CREDIT: Reginald Louissaint Jr./Save the Children. Esther, a nurse at Dispensaire St. Paul de Moulines in Grand’Anse Department of Haiti, counsels women about family planning.
Many countries have fewer adequately trained social workers than needed to achieve SDG 8 on decent work and economic growth. In Ethiopia, 60% of public-sector social workers interviewed said they lacked relevant education. Some countries are increasing training efforts: China aims to have 230,000 new social workers by 2020. In South Africa, the number of social workers increased by 70% between 2010 and 2015.
With over half the world’s population living in cities, achieving SDG 11 on sustainable cities and communities requires urban planners to improve informal settlements and prepare for future increases. Many countries face acute shortages of planning professionals (Figure 17). India needs 300,000 town and country planners by 2031; in 2011, it had about 4,500. Planning programmes need to integrate physical, environmental and social planning, including education. Local officials in countries including Malawi, Mozambique and Namibia need to improve planning capacities.
Figure 17: There are too few urban planners in Africa and Asia
To achieve SDG 16 on peace, justice and strong institutions, law enforcement officers’ education requirements and training need to improve so as to help build trust and reduce bias and use of force. In the United States, average police training lasts 19 weeks, compared with 130 weeks in Germany. Only 1% of US police departments require a four-year university degree; officers with university degrees were less likely to use force. Some countries, including Singapore, have used training to curb police corruption; others, such as Indonesia, have collaborated with international partners to enhance police professional capacity.

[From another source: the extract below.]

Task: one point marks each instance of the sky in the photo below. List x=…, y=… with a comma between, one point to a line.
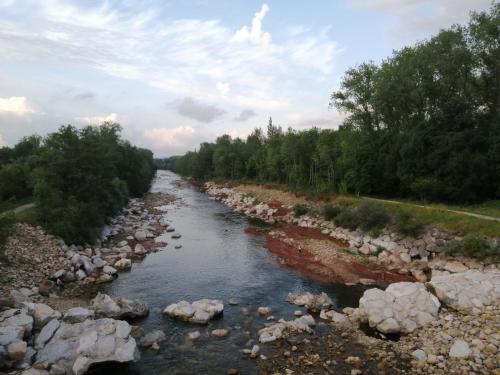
x=177, y=73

An estimated 4 billion people worldwide lack access to justice, implying a need to build legal capacity. Judicial education varies among countries. Training typically lasts three to five years, but a law degree is not always a prerequisite for becoming a judge, even in high income countries. Some countries, including France, provide substantial initial professional training once judges are selected. Countries such as Ghana and Jordan have continuing education institutions for judges.